20260314|经济学人|外刊精读:市场总是难以给技术革命定价

【1】Stockmarkets are, in a literal sense, fortune-tellers: their job is to foresee which businesses will make money in the future and which won’t. When things are not changing much, this is a matter of simple extrapolation. When change happens, it gets harder. This is obviously true in times of acute change, such as the fog of war currently enveloping the world. Yet it is also true of slower-moving but more profound disruption, like that being wrought by artificial intelligence.
从字面意义上讲,股市就是算命先生:它们的职责是预见哪些企业未来能盈利,哪些则不能。当环境变化不大时,这不过是简单的外推预测。而当变革发生时,难度就会陡增。在剧烈变革时期,比如当下笼罩世界的“战争迷雾”,这一点体现得尤为明显。但对于人工智能这类进展缓慢却影响更为深远的颠覆性变革,市场同样难以定价。

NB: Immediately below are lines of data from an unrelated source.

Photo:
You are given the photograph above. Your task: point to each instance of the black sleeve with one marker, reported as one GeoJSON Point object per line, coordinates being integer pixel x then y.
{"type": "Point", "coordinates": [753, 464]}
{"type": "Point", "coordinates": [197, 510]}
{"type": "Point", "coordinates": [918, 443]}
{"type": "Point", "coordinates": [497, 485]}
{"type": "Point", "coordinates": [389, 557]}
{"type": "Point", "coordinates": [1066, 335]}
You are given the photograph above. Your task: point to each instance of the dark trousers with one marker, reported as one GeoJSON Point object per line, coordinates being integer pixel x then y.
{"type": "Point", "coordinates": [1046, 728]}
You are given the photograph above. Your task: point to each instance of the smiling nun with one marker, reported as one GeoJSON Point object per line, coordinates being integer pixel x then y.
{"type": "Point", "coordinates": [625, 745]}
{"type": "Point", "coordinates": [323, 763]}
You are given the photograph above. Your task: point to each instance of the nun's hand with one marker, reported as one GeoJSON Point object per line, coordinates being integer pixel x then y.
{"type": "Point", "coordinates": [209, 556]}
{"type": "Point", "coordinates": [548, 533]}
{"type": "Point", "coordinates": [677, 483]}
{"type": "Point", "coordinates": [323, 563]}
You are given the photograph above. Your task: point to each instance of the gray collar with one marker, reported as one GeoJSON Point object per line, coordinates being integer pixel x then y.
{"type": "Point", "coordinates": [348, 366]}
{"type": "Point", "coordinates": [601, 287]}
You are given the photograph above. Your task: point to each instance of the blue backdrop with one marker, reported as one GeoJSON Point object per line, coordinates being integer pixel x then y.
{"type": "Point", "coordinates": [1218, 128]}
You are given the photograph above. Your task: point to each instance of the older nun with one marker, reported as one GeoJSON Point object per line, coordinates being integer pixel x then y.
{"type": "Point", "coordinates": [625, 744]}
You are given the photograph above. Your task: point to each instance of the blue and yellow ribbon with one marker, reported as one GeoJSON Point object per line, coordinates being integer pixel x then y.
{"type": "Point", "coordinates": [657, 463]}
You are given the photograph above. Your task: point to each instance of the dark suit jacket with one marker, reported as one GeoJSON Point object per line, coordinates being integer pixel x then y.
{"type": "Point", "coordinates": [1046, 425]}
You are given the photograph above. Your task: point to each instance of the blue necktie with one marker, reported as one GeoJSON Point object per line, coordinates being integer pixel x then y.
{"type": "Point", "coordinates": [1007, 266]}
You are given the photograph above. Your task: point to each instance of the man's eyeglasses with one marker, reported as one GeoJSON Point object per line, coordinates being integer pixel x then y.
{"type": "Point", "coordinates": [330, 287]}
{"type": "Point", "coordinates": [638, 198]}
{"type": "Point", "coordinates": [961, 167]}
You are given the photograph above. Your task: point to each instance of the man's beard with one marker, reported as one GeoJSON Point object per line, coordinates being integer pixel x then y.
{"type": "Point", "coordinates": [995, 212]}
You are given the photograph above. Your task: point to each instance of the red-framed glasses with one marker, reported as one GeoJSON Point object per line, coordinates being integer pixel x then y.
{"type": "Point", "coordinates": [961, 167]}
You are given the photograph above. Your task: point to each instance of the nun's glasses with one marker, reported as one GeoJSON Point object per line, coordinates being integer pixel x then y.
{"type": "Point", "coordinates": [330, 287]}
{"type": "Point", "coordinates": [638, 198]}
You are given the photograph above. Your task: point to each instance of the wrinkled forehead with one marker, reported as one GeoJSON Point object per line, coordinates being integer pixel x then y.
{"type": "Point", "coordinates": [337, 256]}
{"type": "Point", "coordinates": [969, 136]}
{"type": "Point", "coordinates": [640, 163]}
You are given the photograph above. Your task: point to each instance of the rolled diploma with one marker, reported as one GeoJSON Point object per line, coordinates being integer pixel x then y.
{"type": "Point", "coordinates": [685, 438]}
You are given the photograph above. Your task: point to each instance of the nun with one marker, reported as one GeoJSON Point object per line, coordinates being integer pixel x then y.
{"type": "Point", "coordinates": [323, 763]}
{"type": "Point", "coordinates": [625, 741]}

【2】Confusion over AI is everywhere. Goldman Sachs has created a share-price index of firms at most risk of disruption. Over the past year this has fallen by more than 20%. The bank’s mirror index of “long-term AI beneficiaries”, whose earnings stand to get the biggest boost from higher AI-fuelled productivity, is down by about 5%, even though many stockmarkets are near record highs. Often investors cannot even decide whether a firm is an AI winner or loser. From May 2024 to May 2025 the share price of Duolingo, a language-educator, doubled. Since then it has fallen by 80%. Not long ago Google was apparently toast because of AI. In the past year the share price of its parent company, Alphabet, has risen by 85%.
对人工智能的困惑无处不在。高盛集团编制了一个受颠覆性冲击风险最高企业的股价指数。过去一年,该指数跌幅超过20%。而该行对应的“长期人工智能受益者”指数——这类企业的盈利将因人工智能驱动的生产力提升而获得最大提振——尽管许多股市逼近历史高点,却仍下跌了约5%。投资者往往甚至无法判断一家企业是人工智能的赢家还是输家。2024年5月至2025年5月,语言学习平台多邻国的股价翻倍。但此后又暴跌80%。不久前,谷歌还因人工智能而看似前途尽毁。过去一年,其母公司字母表的股价却上涨了85%。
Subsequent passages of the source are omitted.